Baidyabati Municipality is the civic body that governs Baidyabati and its surrounding areas (Sheoraphuli and partly Chatra) in Srirampore subdivision of Hooghly district, West Bengal, India.

History
Baidyabati Municipality was established in 1869.

Geography
Baidyabati Municipality covers an area of 12.03 sq km and has a total population of 121,110 (2011).

In 1981, 25.00% of the total population formed main workers and 75.00% were non-workers in Baidyabati Municipality and 27.00% of the total main workers were industrial workers. This may be interpreted as follows: although industrial activities are prominent in the municipal areas of the region, the major portion of the population is commuters and migrants find employment in the area.

Elections
In the 2015 municipal elections for Baidyabati Municipality Trinamool Congress won 13 seats, CPI (M) 1 seat, Forward Bloc 3 seats, Congress 3 seats and  Independents 3 seats.

In the 2010 municipal elections for Baidyabati Municipality Trinamool Congress won 12 seats, CPI (M) 4 seats, Forward Bloc 3 seats and Congress won 3 seats.

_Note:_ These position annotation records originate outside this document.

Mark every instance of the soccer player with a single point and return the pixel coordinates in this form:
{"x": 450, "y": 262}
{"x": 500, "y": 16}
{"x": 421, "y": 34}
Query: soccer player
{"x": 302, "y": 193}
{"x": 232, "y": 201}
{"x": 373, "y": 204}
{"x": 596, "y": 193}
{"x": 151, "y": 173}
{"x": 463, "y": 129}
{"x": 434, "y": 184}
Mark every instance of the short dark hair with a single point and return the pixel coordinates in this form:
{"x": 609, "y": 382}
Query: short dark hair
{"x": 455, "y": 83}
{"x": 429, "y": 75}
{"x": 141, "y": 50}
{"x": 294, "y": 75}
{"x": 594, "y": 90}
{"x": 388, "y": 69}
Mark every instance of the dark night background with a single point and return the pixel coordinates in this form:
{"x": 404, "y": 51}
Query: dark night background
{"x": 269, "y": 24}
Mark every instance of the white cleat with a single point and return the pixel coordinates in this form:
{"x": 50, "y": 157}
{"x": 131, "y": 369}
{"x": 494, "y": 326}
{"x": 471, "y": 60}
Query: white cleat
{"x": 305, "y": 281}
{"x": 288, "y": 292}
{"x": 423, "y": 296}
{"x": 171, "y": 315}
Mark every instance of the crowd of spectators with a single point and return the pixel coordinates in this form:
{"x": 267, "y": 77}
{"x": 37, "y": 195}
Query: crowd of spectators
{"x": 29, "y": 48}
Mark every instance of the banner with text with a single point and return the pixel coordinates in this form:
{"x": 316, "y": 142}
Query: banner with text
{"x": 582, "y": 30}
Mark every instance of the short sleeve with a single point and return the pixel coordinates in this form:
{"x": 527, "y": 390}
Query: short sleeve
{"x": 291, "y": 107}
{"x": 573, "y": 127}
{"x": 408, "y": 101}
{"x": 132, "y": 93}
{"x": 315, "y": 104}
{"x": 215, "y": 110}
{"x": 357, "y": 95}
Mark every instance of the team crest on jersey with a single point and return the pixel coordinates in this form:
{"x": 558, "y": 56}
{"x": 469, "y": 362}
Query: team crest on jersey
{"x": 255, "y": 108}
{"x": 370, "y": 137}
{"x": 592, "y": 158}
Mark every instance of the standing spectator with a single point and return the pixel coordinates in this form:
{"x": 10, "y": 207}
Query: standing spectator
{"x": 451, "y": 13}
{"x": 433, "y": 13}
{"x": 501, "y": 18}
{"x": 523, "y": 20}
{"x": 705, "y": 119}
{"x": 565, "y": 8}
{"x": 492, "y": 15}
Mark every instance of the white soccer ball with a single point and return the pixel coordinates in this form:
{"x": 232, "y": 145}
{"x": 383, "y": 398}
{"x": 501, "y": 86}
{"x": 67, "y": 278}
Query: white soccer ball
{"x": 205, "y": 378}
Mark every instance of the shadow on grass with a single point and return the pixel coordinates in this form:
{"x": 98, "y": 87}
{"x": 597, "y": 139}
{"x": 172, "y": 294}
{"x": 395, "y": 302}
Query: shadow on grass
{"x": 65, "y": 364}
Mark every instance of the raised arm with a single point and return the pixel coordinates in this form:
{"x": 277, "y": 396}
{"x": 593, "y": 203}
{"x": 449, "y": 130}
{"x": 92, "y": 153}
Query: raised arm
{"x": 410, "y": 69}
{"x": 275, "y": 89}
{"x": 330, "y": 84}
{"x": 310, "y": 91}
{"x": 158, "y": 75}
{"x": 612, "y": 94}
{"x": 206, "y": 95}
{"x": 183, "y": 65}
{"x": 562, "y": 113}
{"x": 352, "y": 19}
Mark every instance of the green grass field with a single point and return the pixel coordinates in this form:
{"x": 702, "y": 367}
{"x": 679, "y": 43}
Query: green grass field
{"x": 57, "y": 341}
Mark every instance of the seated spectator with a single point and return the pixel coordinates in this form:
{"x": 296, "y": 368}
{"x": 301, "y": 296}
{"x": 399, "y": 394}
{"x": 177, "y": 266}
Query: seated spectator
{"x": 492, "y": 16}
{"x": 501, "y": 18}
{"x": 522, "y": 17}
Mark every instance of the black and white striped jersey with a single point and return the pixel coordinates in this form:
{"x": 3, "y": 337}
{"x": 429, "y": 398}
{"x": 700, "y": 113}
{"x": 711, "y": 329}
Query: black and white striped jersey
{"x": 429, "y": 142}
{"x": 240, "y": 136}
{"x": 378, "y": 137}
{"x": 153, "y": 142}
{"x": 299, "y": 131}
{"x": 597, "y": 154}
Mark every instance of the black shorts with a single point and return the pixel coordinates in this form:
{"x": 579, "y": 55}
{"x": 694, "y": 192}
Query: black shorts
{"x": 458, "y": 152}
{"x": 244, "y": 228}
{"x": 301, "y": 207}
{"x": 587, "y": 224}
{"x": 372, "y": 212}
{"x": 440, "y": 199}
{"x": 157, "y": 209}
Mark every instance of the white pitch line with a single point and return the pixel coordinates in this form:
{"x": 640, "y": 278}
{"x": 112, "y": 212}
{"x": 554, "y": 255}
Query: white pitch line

About the 2010 municipal elections, The Guardian wrote, "Today's municipal elections are unlike any for decades: the Communists, who have held West Bengal's main towns almost without a break since the 1970s, are facing disaster… This time defeat is likely to be definitive and could signal the beginning of the end for the Communist Party of India-Marxist (CPIM)."

In the 2005 municipal elections for Baidyabati Municipality, CPI (M) won 8 seats, Forward Block 4 seats,  Congress 6 seats and Trinamool Congress 4 seats.